Multiple empty plastic red chairs lines up.Q: Our condominium association’s bylaws provide that for an owner to be qualified to serve on the board, he or she cannot be delinquent more than 30 days. Our manager says the state statute says 90 days and supersedes our bylaws. Do our bylaws or the statute control? (R.G., via e-mail)

A: The controlling authority when condominium documents conflict with the statute is an exceedingly complex issue, which often confounds even Florida Bar board certified attorneys who practice in this field. I assume your manager was relaying advice from the association’s counsel, as managers are prohibited by law from rendering legal opinions and among other things, risk their license when they cross the line. In my experience, the vast majority of managers stay in their lane and would not venture a legal opinion of this nature.

Although debatable, it would be my opinion that the statute governs in this situation because it is procedural and regulatory. However, that is a fairly debatable point. Section 718.112(2)(n) of the Florida Condominium Act states that a director or officer who is more than 90 days delinquent in the payment of any monetary obligation due to the association is considered to have abandoned his or her position. The remaining board members can then appoint someone to fill the vacancy. Similarly, a candidate for the board who is delinquent in the payment of any monetary obligation due to the condominium association is ineligible for board service pursuant to Section 718.112(2)(d)2 of the Florida Condominium Act.

Section 720.306(9)(b) of the Florida Homeowners’ Association Act also provides that a board member who becomes more than 90 days delinquent in the payment of any fee, fine, or other monetary obligation to the homeowners’ association with respect to any parcel is deemed to have abandoned his or her seat on the board, creating a vacancy to be filled according to law. Further, this same section, like with the Florida Condominium Act, provides that a person who is delinquent in the payment of any monetary obligation due to the homeowners’ association may not seek election to the board.

Q: I sent an e-mail to everyone on our homeowners’ association board five weeks prior to our annual meeting, responding to a newsletter soliciting us to put in our name if we wanted a board position. I put in for president. I was not mentioned in the newsletter prior to the meeting, not on the proxy for the meeting and I was not on the ballot handed out at the election meeting. Is this fair practice? What are my options? (D.M., via e-mail)

A: Section 720.306 of the Florida Homeowners’ Association Act provides that the election of directors must be conducted in accordance with the procedures set forth in the governing documents of the association. Some governing documents provide for an advance self-nomination process, some don’t. When self-nominations are permitted, some documents provide detailed procedures, some don’t.

Some associations solicit self-nominations though not required by the documents. In such cases, an owner whose name did not appear in the pre-meeting materials would have the right to nominate themselves from the floor at the annual meeting. If the documents contain a self-nomination right and procedure that was not followed, that would be a basis to challenge the election. Generally, such challenges must be undertaken within 60 days of the election.

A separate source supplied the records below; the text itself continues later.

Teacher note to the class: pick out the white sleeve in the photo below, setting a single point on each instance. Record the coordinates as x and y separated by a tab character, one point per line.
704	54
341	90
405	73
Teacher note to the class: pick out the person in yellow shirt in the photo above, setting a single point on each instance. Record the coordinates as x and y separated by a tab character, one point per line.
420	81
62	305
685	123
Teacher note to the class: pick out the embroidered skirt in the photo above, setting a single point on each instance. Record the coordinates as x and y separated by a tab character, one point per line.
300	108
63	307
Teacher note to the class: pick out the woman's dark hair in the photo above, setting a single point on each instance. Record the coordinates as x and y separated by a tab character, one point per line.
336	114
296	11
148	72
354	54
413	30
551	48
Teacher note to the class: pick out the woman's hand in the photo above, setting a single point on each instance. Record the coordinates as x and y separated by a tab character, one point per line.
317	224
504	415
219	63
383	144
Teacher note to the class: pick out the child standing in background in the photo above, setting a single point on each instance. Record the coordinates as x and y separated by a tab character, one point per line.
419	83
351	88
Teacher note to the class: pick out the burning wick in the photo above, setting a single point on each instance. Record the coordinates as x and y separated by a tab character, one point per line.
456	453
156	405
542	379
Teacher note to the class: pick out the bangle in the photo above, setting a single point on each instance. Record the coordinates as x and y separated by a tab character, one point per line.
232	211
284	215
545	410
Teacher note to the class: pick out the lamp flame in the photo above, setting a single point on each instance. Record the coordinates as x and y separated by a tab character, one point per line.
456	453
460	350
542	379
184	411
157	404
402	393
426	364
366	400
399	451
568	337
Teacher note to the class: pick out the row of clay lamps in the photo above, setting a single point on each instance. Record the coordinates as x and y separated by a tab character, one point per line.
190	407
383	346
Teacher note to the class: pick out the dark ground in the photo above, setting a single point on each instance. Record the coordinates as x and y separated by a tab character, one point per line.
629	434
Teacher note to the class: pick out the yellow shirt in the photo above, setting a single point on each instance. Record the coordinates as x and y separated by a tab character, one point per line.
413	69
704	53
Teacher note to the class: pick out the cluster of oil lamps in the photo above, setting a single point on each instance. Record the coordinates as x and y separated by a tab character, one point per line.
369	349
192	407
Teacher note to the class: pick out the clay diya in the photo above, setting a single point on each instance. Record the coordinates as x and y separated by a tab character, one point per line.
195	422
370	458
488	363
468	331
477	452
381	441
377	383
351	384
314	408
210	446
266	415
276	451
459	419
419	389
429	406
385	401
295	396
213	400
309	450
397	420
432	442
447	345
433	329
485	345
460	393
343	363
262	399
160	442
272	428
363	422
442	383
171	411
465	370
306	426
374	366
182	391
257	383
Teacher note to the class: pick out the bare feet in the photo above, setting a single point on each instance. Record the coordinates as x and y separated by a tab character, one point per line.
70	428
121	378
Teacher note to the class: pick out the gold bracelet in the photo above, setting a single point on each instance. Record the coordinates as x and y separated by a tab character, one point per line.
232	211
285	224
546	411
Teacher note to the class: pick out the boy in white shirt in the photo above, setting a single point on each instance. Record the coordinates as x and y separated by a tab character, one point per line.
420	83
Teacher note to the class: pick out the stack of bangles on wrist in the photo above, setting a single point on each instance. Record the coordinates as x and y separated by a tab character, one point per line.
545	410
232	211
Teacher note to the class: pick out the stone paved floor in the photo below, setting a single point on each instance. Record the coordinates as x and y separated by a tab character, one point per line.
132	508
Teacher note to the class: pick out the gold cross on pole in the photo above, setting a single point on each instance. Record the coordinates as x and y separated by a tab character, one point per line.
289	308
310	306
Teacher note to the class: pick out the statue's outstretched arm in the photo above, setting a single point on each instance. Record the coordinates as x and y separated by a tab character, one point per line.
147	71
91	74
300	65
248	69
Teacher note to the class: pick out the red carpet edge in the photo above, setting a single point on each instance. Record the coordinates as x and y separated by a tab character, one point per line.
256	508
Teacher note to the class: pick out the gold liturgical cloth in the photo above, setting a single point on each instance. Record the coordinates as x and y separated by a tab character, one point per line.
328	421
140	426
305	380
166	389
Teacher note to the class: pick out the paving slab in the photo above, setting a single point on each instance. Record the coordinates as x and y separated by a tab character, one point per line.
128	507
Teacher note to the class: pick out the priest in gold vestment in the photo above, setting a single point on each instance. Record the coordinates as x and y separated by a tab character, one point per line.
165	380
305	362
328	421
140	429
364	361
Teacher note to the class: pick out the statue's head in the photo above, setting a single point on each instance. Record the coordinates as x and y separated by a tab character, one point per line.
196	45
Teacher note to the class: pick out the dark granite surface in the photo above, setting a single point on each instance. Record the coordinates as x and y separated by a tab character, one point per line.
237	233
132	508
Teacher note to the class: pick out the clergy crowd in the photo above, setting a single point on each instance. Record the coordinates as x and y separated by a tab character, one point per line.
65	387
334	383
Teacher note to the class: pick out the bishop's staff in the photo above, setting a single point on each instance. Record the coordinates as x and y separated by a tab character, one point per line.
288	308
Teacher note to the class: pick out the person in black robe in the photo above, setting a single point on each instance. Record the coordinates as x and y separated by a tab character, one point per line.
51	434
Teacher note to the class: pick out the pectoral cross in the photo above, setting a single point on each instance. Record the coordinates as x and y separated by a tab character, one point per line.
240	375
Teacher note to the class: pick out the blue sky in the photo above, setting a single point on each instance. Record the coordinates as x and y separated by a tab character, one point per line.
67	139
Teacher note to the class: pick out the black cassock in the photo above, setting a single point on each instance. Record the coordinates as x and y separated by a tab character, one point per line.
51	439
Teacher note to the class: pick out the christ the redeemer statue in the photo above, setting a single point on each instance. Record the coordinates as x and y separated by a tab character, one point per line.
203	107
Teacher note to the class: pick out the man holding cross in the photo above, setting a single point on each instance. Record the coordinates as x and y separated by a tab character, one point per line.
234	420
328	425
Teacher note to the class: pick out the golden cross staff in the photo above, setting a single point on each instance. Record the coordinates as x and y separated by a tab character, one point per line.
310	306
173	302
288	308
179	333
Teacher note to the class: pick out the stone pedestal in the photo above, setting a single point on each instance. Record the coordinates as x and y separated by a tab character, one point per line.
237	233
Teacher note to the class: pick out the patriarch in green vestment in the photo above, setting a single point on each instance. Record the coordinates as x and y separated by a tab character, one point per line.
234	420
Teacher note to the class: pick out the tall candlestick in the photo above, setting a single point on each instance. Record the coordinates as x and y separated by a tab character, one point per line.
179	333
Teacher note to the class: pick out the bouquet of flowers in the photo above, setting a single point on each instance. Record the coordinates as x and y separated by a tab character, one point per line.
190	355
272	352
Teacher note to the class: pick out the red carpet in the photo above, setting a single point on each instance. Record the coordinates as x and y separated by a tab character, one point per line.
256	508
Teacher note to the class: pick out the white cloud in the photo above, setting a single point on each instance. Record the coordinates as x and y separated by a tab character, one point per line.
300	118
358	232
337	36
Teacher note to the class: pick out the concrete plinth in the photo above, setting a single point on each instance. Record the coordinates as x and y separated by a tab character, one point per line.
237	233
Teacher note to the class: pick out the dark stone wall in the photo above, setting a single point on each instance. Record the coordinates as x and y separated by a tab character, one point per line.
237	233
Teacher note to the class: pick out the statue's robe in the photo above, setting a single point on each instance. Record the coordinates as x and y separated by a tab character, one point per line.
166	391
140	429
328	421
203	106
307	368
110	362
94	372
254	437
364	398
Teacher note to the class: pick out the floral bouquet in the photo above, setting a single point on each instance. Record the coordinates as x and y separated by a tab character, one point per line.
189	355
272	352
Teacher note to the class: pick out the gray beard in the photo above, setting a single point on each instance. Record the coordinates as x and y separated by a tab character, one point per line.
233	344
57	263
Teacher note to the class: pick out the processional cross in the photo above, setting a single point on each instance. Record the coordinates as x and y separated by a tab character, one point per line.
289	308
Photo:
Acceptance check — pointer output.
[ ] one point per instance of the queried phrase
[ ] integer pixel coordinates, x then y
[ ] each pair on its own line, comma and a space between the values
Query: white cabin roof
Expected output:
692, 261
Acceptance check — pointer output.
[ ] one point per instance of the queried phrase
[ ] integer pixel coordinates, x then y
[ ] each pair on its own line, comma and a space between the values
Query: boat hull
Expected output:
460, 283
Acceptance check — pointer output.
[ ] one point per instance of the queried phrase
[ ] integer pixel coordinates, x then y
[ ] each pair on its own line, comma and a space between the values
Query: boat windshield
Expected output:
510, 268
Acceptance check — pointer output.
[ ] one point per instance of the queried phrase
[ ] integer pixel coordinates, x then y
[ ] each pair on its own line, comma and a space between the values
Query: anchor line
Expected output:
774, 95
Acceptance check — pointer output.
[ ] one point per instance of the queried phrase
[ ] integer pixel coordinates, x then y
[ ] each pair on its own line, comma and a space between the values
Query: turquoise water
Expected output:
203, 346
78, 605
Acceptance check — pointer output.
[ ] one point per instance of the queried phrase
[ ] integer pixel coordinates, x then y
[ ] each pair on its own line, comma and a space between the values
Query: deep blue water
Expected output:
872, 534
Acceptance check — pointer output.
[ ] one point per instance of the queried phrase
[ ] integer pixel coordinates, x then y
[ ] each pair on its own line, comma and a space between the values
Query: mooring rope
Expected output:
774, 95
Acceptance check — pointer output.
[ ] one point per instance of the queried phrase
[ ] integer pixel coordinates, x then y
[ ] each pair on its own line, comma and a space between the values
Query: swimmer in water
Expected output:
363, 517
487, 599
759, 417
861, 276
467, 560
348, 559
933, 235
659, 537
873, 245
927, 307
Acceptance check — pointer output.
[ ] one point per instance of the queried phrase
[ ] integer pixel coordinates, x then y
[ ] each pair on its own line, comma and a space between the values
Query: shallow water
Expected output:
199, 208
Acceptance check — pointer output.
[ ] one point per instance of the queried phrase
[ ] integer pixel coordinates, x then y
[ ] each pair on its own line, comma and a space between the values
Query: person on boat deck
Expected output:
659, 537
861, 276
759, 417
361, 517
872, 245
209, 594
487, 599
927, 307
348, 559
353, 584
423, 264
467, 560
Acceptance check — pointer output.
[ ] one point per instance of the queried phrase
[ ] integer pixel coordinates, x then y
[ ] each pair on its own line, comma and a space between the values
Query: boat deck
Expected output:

My advice to homeowners’ associations has been, for many years, to adopt bylaws that essentially mirror the election procedures required by statute for condominiums. They are fair, secret, and relatively easy to administer.

Q: Must draft meeting minutes be made available to owners on request, or do they need to wait until the minutes are formally approved? (K.N., via e-mail)

A: Although I don’t believe the courts have ever addressed this, it has always been my interpretation that draft meeting minutes would be considered “official records” under the applicable statutes, and subject to owner inspection rights. Of course, they should be labeled as a draft and are not to be considered the actual meeting minutes until properly approved.